Combined p-values of baseline variables of randomized controlled trials published in 2022 indicate non-randomness beyond chance

Date & Time
Monday, September 4, 2023, 12:30 PM - 2:00 PM
Location Name
Session Type
Statistical methods
Klang R1, Bodnar O2, Olsson L1
1Camtö (Centre for Assessment of Medical Technology in Örebro), Sweden
2Örebro University School of Business, Sweden

Background: Randomized controlled trials (RCT) are crucial for the evaluation of interventions. This, however, requires that the randomization is carried out correctly. The anaesthetist Carlisle has developed a method to test whether the baseline variables of an RCT could reasonably originate from a true randomization, assuming the p-values are uniformly distributed. In a study from 2017, based on 5,087 RCTs from 8 medical journals, 5.6% more RCTs than expected had a combined p-value > 0.95 or p-value < 0.05 [1].
Objectives: Apply Carlisle’s method to a sample of recent RCTs and compare the findings to Carlisle’s results.
Methods: A sample of 1,075 RCTs, published February 2022, indexed with the MeSH term ‘Randomized Controlled Trial’ in MEDLINE, were checked for eligibility.

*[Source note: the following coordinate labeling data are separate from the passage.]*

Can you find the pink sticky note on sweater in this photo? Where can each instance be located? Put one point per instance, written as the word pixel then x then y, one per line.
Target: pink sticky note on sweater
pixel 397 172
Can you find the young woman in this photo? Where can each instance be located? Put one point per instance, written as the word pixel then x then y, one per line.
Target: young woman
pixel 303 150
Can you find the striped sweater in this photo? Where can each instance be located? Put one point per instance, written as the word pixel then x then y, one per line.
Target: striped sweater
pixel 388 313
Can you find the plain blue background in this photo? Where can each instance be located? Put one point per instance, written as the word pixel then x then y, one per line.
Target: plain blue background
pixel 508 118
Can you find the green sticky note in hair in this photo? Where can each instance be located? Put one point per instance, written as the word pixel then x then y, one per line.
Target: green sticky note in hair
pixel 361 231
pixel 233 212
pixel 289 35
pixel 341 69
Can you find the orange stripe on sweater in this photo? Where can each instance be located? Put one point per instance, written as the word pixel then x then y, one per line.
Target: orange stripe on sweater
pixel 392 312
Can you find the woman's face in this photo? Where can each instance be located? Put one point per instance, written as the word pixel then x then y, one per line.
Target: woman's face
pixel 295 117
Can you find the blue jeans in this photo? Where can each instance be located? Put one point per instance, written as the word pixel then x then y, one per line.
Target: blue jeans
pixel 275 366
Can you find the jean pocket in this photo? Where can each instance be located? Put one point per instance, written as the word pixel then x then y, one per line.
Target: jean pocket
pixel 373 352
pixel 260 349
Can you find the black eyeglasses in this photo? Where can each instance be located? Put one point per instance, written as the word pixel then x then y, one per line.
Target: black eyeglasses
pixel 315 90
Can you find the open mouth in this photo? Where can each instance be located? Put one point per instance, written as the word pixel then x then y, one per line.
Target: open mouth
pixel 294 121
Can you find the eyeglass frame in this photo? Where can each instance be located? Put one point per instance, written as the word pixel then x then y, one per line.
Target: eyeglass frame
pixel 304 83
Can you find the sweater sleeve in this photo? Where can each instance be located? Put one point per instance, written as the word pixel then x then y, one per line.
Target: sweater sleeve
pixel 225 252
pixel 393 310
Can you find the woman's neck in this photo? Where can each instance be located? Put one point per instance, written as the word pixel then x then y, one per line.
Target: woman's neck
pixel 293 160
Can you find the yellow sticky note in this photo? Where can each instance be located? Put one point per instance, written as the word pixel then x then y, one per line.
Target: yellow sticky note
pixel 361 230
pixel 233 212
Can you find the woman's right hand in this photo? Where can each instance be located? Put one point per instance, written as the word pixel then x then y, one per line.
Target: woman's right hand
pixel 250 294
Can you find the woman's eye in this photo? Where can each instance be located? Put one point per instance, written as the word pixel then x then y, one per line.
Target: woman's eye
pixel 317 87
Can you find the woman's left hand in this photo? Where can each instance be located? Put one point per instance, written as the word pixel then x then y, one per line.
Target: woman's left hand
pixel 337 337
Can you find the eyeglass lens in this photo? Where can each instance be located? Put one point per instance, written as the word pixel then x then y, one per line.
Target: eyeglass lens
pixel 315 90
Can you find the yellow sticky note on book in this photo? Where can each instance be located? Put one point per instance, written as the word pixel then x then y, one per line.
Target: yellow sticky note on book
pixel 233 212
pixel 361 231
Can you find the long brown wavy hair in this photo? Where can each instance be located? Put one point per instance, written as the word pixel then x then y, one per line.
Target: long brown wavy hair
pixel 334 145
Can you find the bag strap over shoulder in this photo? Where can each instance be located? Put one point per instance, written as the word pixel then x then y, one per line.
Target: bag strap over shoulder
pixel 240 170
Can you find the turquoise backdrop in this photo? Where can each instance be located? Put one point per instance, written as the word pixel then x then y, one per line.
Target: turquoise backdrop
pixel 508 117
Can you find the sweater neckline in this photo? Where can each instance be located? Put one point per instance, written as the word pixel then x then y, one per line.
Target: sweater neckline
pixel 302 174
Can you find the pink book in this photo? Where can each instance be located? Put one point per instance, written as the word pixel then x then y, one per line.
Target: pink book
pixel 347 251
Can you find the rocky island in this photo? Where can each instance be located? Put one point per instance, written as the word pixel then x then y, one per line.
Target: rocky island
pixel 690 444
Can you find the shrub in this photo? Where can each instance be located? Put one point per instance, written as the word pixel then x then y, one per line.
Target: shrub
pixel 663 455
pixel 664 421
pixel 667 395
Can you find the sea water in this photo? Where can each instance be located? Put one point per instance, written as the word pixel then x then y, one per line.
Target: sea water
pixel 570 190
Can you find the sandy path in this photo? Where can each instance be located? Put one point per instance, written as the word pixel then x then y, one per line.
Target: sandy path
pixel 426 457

The inclusion criteria were primary/secondary analyses of RCTs providing number of participants, mean, and standard deviation or standard error, of baseline variables. Carlisle’s method adopts Monte Carlo simulation, ANOVA, and t-test to get p-values of baseline variables, and Stouffer’s method combines them for comparison to a uniform distribution, using R software. A smaller combined p-value indicate that the groups are similar; larger indicate that they are dissimilar.
Results: 566 RCTs were included and 13,085 means of 5,780 (range 1-100) baseline variables were extracted. The proportion of p-values within p-value > 0.95 or p-value < 0.05, p-value < 0.01 or p-value < 0.00001 was 22.8%, 4.8% and 0.05% respectively, i.e., 2, 5, and 500 times larger than would be expected by chance (Table 1). Possible non-randomness was more common in this sample compared to Carlisle’s with the arbitrary limit of 0.95 < p-value < 0.05 but was less common for the extreme limit p-value < 0.00001. The distribution of the combined p-values is presented in Figure 1.
Conclusions: The preliminary findings of this sample of recent RCTs indicate that a larger proportion are associated with non-randomness than expected by chance. The findings are not completely in accordance with Carlisle’s results. Further analyses will be conducted, more baseline variables will be added, and subgroups, such as type of intervention, will be compared. Nevertheless, Carlisle’s method seems to be a promising statistical tool for systematic reviews, and the evaluation of RCTs.